Spotkanie drugie dotyczyło miłości w małżeństwie i o ile pierwszy ksiądz tydzień wcześniej nie miał za bardzo pomysłu o czym do nas mówić, o tyle ksiądz numer dwa już dokładnie miał wszystko zaplanowane. Był to człowiek mówiący głosem nieznoszącym sprzeciwu, typ człowieka wiedzący wszystko najlepiej.
Od niego dowiedzieliśmy się, że docieranie się związku to jak docieranie skarpetek, które w końcu się przedrą, więc nie ma się co docierać, tylko brać rzeczy takie jakie są, i nie narzekać później. Że efektem kłócenia się małżonków jest zabijanie ludzi, aborcja. Bo to żadne komórki, tylko ludzie. (nie wiem czy jak księdzu w lesie spada szyszka na głowę to mówi, że go drzewo powaliło, ale zakładam, że tak, podobnie rozumiem ,że jak je jajecznicę, to je kurczaka, więc pewnie jaj w piątki nie spożywa).

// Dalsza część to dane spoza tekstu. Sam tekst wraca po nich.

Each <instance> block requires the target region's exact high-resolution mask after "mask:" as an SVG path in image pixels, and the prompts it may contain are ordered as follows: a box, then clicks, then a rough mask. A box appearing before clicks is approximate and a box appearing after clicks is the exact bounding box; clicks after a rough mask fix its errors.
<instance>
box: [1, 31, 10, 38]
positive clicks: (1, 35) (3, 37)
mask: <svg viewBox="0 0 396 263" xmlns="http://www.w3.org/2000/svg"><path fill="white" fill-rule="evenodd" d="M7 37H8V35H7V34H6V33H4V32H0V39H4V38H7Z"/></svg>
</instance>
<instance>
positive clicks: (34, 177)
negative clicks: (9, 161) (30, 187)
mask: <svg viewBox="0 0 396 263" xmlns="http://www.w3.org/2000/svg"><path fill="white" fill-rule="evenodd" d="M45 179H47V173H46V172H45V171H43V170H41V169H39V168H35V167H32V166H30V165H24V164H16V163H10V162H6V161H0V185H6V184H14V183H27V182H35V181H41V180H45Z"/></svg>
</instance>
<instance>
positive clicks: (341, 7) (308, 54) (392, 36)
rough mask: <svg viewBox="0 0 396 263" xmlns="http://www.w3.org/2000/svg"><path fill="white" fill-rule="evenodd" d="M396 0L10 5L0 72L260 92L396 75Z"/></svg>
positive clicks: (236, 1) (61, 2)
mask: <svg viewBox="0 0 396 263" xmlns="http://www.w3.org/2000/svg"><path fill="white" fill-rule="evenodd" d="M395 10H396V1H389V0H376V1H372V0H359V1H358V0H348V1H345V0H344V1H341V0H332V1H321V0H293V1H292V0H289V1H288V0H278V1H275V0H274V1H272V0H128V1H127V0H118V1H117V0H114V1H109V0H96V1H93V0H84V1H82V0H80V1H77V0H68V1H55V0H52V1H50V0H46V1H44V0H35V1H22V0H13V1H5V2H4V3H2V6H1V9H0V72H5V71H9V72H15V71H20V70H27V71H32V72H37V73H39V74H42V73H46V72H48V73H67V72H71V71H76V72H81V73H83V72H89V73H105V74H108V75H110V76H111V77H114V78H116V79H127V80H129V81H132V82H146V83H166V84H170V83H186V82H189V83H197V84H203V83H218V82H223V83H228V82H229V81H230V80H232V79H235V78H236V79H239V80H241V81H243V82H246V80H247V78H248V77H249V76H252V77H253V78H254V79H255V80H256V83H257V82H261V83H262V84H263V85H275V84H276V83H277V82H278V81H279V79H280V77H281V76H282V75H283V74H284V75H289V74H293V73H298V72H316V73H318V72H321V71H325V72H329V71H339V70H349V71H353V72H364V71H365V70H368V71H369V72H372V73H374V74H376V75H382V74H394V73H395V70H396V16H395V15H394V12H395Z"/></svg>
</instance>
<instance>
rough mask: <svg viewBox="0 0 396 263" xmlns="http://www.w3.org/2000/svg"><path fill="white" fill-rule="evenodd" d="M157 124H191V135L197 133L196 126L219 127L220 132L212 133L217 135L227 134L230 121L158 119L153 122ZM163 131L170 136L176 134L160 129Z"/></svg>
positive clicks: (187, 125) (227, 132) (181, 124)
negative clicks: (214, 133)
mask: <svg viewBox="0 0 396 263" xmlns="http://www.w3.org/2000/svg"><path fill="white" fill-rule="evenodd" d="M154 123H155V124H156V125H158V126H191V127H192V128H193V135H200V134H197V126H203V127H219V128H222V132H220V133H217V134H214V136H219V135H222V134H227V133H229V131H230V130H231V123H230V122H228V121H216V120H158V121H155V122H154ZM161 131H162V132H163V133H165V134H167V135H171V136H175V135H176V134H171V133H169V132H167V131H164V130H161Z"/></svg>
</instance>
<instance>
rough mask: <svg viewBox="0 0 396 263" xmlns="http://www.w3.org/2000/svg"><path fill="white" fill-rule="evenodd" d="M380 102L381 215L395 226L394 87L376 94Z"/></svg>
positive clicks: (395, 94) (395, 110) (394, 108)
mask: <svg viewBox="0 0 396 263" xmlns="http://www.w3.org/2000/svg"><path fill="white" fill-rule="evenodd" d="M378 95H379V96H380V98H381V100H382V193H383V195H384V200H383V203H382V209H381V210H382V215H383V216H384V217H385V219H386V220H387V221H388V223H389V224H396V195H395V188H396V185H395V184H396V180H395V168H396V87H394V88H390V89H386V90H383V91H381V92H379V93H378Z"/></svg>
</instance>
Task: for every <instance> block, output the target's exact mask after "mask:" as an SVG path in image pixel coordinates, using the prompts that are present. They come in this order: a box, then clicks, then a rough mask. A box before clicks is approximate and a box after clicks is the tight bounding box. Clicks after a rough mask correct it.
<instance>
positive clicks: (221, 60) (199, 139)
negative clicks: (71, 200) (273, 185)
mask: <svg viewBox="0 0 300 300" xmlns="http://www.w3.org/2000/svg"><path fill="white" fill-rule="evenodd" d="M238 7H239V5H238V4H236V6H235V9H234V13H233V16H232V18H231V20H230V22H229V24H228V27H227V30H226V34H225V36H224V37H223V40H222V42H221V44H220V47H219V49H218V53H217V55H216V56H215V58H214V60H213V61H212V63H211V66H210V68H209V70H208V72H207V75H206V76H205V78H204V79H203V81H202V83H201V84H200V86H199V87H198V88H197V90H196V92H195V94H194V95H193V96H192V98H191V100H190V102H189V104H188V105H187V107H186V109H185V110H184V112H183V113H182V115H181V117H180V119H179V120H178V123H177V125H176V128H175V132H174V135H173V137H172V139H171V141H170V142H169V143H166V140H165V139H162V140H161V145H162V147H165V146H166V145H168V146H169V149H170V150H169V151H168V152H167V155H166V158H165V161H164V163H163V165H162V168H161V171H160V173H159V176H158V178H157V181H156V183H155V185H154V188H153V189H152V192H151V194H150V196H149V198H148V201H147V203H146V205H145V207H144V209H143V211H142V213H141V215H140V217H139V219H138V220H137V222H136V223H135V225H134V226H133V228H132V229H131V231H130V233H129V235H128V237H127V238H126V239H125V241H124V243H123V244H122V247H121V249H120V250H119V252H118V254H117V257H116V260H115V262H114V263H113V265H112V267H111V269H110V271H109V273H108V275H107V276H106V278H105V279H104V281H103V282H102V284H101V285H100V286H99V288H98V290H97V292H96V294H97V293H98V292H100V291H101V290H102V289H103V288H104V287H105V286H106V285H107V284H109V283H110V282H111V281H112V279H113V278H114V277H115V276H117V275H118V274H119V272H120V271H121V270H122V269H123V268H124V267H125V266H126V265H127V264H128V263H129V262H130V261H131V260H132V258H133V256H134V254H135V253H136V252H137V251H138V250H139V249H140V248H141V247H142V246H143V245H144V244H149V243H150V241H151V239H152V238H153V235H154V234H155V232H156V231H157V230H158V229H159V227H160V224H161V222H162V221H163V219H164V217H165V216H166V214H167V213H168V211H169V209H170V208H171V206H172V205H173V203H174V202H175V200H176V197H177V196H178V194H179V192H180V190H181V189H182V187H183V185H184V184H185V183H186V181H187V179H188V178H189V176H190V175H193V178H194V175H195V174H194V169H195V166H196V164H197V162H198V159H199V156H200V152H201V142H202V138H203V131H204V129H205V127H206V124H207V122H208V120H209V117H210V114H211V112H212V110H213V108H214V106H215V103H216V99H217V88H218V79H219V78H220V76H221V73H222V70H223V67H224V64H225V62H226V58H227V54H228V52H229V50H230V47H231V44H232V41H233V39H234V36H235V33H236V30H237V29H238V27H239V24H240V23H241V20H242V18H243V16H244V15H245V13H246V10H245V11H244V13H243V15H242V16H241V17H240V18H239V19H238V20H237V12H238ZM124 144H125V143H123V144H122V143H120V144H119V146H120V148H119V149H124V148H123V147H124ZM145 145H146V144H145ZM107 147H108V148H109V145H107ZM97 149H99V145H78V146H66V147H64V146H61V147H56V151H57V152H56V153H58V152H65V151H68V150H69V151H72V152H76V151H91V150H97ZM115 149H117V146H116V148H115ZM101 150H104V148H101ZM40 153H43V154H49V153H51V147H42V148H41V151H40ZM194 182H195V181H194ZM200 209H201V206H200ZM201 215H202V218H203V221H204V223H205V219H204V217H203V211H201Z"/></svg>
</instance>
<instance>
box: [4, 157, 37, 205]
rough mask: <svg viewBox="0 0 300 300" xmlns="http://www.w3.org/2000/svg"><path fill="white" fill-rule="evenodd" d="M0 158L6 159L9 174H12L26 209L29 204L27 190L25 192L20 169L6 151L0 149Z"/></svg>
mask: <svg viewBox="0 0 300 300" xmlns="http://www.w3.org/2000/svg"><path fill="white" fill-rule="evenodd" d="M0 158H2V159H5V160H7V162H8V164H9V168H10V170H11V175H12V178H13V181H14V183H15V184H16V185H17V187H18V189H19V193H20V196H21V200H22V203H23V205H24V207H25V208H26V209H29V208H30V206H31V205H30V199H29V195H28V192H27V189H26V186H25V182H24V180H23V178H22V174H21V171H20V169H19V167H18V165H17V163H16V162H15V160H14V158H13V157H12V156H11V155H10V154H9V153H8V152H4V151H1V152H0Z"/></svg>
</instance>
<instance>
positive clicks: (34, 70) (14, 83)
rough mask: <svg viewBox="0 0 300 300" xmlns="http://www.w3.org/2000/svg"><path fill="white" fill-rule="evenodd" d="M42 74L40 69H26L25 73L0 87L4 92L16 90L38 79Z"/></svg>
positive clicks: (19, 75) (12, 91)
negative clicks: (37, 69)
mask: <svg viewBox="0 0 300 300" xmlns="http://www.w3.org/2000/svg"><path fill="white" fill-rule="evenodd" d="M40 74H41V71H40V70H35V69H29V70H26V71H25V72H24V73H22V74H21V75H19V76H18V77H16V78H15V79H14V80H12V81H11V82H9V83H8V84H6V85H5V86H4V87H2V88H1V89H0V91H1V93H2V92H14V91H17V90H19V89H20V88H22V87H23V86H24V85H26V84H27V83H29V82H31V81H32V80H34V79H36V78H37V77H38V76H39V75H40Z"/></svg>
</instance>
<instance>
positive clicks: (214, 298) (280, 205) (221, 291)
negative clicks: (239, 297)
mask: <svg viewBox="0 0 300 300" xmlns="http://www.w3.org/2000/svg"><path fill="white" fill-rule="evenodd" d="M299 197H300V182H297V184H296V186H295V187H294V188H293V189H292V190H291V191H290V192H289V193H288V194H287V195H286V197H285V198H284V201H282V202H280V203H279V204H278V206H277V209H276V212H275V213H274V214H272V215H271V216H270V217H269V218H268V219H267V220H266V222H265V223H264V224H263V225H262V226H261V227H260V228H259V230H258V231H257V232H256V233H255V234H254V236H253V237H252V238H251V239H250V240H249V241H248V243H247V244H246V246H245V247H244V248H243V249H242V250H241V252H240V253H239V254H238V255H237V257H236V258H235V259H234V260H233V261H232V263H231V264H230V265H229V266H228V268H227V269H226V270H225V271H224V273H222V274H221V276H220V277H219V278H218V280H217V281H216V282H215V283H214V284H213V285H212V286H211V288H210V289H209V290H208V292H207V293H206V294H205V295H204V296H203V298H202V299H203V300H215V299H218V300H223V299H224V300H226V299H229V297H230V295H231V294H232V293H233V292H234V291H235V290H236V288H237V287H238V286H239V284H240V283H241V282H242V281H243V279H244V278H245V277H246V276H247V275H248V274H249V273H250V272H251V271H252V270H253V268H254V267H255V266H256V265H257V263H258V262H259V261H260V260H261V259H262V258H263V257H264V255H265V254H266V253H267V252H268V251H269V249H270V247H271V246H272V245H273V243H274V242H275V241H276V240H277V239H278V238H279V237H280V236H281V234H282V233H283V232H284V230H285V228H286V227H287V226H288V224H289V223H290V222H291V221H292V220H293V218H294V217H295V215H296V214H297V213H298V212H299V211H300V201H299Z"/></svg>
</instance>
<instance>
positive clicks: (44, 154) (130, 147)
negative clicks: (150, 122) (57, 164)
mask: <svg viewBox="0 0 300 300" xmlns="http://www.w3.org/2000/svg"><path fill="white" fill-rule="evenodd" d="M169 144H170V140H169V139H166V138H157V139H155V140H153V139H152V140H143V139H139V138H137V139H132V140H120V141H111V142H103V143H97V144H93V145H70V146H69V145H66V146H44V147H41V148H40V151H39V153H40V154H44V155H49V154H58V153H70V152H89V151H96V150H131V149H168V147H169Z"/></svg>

I że żadna normalna kobieta dziecka nie odda, że to takie z odchyłami oddają. Że mężowie są niedojrzali i takie ich prawo, z kobietami to jeszcze ujdzie, ale niech baby pamiętają, że mężczyźni to wzrokowcy, więc z jednej strony nie mają być jak wymalowane papugi, a z drugiej niech o siebie w małżeństwie dbają, a nie rosflaczałe kapcie i ubrania z ciuchlandów. Żeby przed ślubem kobietom robić test na rodziców (jak o nich źle mówi, to porzucić, bo o rodzicach można tylko z szacunkiem), mężczyznom test na butelczynę (bo ci, co chodzą obsrani i orzygani to zaczynali właśnie od piwka na plaży z kumplami, a poza tym piwo w linii prostej prowadzi do spódniczek, co prowadzi do wyjazdów do Anglii – no tak, gdzie indziej). Że kobieta ma umieć gotować więcej niż dwie rzeczy. Że ma prosić męża, aby zrobił jej w domu kącik do modlenia się. No i że Bóg dał kobietom szczekaczkę a mężczyznom muskuły, bo to jest naturalne, że jak dzieciak pluje to matka mówi mu 50 razy, żeby nie pluł, a on pluje, ale jak go ojciec huknie raz i drugi, to od razu przestaje dzieciak pluć. (w sumie nie dziwię się, że kobiety znajdują sobie nowych mężczyzn na czatach...zagadką nadal dla mnie pozostaje konsekwentne wybieranie Wysp Brytyjskich jako miejsca poszukiwań)
No, a poza tym, wiadomo, jedyny związek to kobiety i mężczyzny, żadne cioty i pedały tam! U nich kiepsko z ciążą (hehe). Przypominam, że na sali było około dwudziestu par heteroseksualnych chcących wziąć ślub kościelny. Ale na wszelki wypadek mamy pamiętać, że cioty i pedały są be.
Czekam na kolejne spotkania. Póki co nie jest mi do kościoła bliżej nawet o centymetr, wręcz z każdym spotkaniem tylko się utwierdzam, że dobrze zrobiłam odcinając się od tej instytucji. Chodzę na te spotkania patrząc na to zupełnie z boku, jest to z jednej strony fascynujące, z drugiej irytujące, z trzeciej, paradoksalnie, edukacyjne, ale chyba nie tak, jak zakładano. Słysząc komentarze ludzi po wyjściu z sali, człowiek zdaje sobie sprawę, że z jednej strony księża udają, że coś chcą przekazać, z drugiej ludzie udają, że słuchają. A wnioski wszyscy i tak wyciągają swoje.
ps. Odnośnie pytań o Narzeczonego w komentarzach - przy całej swojej otwartości na te spotkania, Narzeczony przyznał, że nie spodziewał się takiej żenady. Teraz też chodzi juz tylko po pieczątki.
ps2. Zapomniałam wyjaśnić na czym polega test na butelczynę: należy przed przyszłym małżonkiem postawić dwie butelki wódki i dwie butelki piwa i obserwować jak mocno oczy mu się zaświecą.